Still, when the Mielke Theatre was built in Mielke Park in 1976, an arts movement developed in the rural part of Wisconsin that was as active as any in the entire state. The development of the movement was anything but smooth. Fighting over use of the theatre and funding and other issues, mostly inconsequential in the retrospect of years past, marred the short period of time when I was President of the Shawano County Arts Council and most of the years before that, but the point is that artists literally came out of the deep woods surrounding Shawano and began showcasing their work to the local area, inducing other artists of various kinds: Writers, visual artists, photographers, theatre people, and others, to create an atmosphere of intense, if conflicted, excitement.

When Ethel and I became involved in the Zuni Mountain poets, driving from our home in Continental Divide, NM nearly an hour and a half most Sundays, poetry group was already a strongly going concern. Held at Inscription Rock Trading Post and Coffee Company’s outdoor patio in the summer and its loft in winter, the group was already writing poetry that rivaled anything being written by the Wisconsin Fellowship of Poets, a major arts organization that Ethel and I had attended off and on for years.

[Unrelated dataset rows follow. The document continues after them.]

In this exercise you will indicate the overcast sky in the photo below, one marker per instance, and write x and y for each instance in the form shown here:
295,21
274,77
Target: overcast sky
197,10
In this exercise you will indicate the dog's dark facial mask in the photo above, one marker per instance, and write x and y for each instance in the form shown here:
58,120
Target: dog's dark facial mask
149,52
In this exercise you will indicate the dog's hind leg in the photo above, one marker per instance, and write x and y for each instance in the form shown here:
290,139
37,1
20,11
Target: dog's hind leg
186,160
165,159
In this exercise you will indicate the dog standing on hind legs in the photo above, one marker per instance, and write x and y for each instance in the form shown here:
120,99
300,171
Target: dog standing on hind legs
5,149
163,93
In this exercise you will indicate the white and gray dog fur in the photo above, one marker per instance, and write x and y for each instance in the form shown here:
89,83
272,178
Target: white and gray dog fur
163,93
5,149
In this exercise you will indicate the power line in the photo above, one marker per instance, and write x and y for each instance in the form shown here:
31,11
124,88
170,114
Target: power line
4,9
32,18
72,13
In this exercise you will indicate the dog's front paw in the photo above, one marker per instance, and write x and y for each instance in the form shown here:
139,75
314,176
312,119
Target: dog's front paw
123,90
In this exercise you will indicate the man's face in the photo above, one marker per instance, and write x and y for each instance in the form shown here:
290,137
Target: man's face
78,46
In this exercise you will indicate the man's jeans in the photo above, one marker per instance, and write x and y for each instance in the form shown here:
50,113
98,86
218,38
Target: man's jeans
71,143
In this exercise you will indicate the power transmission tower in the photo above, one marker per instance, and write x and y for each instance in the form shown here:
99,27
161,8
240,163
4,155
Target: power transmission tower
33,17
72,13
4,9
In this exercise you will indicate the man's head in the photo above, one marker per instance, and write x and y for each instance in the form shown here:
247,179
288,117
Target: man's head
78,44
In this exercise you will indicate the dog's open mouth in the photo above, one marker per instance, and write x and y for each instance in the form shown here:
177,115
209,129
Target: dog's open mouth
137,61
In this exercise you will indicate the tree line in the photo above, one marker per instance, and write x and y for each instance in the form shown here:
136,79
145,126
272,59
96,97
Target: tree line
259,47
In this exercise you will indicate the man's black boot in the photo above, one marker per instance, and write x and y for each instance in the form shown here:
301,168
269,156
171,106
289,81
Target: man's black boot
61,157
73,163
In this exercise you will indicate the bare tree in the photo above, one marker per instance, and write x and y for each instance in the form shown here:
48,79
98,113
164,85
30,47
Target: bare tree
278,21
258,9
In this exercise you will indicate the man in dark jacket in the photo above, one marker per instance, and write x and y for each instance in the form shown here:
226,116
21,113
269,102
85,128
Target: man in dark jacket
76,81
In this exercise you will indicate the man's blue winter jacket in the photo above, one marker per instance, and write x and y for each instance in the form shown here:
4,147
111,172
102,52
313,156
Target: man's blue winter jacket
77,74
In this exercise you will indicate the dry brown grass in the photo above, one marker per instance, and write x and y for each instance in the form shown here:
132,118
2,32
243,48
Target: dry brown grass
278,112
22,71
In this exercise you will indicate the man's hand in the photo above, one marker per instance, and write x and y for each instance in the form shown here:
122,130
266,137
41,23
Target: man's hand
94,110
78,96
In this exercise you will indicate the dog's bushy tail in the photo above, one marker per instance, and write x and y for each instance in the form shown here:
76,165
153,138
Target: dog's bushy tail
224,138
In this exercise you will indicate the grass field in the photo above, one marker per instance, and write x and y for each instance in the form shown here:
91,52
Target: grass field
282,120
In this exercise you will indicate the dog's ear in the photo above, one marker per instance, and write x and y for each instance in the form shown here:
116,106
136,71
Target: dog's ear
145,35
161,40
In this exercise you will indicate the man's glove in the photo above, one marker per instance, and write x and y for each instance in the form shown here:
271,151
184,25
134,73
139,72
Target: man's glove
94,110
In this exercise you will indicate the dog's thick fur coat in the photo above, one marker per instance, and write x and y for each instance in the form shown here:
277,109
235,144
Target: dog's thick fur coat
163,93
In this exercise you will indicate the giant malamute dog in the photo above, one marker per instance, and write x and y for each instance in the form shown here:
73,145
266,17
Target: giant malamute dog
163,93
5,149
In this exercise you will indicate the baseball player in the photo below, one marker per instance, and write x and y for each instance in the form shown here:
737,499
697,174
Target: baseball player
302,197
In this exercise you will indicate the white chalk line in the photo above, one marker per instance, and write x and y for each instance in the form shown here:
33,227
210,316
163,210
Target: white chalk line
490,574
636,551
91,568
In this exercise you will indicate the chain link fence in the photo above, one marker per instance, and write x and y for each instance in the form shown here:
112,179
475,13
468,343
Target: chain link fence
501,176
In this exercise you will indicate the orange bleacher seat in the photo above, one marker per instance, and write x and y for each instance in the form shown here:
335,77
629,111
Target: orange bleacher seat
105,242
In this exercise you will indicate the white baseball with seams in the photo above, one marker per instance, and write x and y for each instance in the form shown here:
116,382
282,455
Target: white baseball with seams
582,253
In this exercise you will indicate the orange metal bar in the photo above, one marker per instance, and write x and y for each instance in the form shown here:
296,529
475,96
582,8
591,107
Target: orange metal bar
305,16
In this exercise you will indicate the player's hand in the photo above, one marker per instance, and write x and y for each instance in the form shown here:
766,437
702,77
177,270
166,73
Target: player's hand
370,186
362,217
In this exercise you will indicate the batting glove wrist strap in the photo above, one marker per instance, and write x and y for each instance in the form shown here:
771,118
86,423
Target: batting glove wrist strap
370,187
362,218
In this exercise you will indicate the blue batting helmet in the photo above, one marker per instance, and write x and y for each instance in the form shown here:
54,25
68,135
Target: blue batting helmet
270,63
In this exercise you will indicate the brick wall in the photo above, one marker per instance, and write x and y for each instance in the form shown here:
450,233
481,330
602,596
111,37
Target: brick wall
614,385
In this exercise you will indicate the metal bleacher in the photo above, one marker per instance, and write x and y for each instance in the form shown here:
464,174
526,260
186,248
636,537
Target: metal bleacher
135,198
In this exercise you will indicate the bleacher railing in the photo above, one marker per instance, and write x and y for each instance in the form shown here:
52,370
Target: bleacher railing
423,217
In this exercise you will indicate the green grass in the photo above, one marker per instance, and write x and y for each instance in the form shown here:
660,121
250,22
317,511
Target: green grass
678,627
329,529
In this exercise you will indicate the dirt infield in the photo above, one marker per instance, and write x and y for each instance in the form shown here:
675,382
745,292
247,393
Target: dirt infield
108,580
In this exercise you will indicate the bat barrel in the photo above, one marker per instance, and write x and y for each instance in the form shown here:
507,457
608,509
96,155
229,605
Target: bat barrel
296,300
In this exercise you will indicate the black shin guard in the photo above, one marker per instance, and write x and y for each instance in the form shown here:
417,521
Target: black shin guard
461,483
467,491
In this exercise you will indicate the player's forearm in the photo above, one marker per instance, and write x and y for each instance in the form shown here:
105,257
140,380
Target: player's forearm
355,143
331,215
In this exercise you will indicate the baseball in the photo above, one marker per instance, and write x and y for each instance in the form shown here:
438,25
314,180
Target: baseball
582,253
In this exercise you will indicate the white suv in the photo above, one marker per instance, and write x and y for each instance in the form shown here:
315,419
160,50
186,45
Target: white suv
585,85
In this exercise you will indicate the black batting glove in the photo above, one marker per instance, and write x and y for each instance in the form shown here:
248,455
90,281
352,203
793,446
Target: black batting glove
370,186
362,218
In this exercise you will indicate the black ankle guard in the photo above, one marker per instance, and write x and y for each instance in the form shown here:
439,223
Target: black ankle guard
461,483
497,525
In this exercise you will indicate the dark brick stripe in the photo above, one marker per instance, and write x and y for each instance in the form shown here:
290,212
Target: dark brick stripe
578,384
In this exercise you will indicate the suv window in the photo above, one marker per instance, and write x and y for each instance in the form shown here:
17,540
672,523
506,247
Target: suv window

There was a little controversy, in a very minor key, surrounding the Zuni Mountain poets, but Jack Carter North, the unofficial head of the group, allows almost no negative comments about a poet’s work shared during meetings, and the result is astounding. Over the years young and poor poets have joined the group, but over time all of them have improved their work, if they kept coming to the meetings over time, without hearing a negative word during their patio or loft visits. I would be willing to claim that several of the poets writing, including Ethel, have a poetic genius.

My conclusion after seeing these three movements and reading about renaissance after renaissance that has occurred around the world, and visiting places like Taos, New Mexico where the renaissance that included artists like Georgia O’Keefe and the writer D.H. Lawrence, among dozens of others, happened is that renaissance occurs when one, or sometimes two or three, extraordinary presences, an artist or non-artist, creates a spark, often, but not always, with intent. That spark excites others and a renaissance starts building, each artist competing and harmonizing with others, the group building genius out of the desire in individuals to be noticed and to mean something in the world. The spark can have all positive aspects, such as in the Zuni Mountain poets example, or may grow out of competition, or may even grow from one artist trying to get the better of other artists, but the result is the same, creativity becomes a fire, and that fire can change the world.

The trick seems to be, whether in a classroom, a community needing economic development, or in a group of poets or artists, to get the original spark going in one or more individuals, then to build the collaboration/competition by providing an environment where conversation, attention, venture capital, and/or dreams of glory can be obtained. Creative fires start small, then build, irregardless of how rural or small or big a community is, until its light outshines the environs where they were born.